A prima vista, sembra un svista. Dislessia acuta per il cineamatore distratto abituato ormai ad ingurgitare pellicole con titoli mielosi. E invece, quanta eloquenza, e quanta poesia, riserva in questa occasione il gioco di parole del titolo. Sotto il Celio azzurro è come dire sotto un firmamento differente, un mondo altro. A due passi dal Colosseo, vicino al celebre ospedale militare. Dove non fa specie il colore della pelle, la lingua dei propri genitori, il paese di nascita. Luoghi comuni? Sarà, ma, nell’Italia di oggi che non crede più in niente, nello stivale irriconoscibile che ogni giorno si riscopre sempre più spaventato dal diverso, è una rarità.

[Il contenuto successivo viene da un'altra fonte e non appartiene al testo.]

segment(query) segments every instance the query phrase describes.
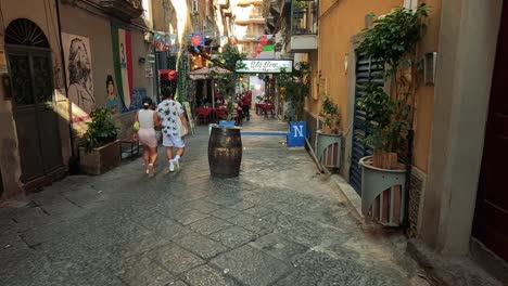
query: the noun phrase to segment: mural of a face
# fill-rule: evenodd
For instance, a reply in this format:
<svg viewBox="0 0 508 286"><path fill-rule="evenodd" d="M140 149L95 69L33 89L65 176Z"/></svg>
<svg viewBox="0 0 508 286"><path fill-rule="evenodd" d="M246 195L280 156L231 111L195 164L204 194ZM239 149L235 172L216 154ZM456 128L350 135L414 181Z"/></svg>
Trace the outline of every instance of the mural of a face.
<svg viewBox="0 0 508 286"><path fill-rule="evenodd" d="M87 48L81 39L77 38L71 42L68 56L68 70L71 84L88 80L90 75L90 60Z"/></svg>
<svg viewBox="0 0 508 286"><path fill-rule="evenodd" d="M68 99L77 107L76 113L88 114L96 106L90 42L88 38L68 34L63 34L63 42L68 70Z"/></svg>

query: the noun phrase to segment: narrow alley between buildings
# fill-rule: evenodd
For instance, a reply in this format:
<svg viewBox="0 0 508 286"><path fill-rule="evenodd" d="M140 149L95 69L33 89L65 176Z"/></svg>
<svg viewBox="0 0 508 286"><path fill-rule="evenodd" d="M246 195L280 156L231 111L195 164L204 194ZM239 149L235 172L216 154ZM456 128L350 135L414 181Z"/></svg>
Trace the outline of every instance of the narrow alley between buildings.
<svg viewBox="0 0 508 286"><path fill-rule="evenodd" d="M200 127L175 173L135 159L0 209L0 285L428 285L404 236L358 220L304 150L243 136L240 177L220 180L207 140Z"/></svg>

Diversi da chi, poi, e da cosa, non è dato sapere. Perché al “Celio azzurro” si è semplicemente bambini: “educati alla vita senza avere paura dell’altro” dirà in sede di presentazione del suo film-documentario il regista Edoardo Winspeare. Il cineasta dai natali austriaci ma salentino d’azione, a dire il vero, inizialmente, non sembrava troppo convinto di una puntata fra i banchetti dell’asilo, sebbene si fosse già occupato con successo (e sensibilità) delle problematiche dell’infanzia ne Il miracolo (2003). Fatto sta che le due settimane di ambientamento e prova si sono trasformate in trecentosessantacinque giorni. Vale a dire l’intero anno scolastico della scuola materna, e pure qualcosa in più, visto che, dopo quest’esperienza, ha deciso addirittura di diventare papà!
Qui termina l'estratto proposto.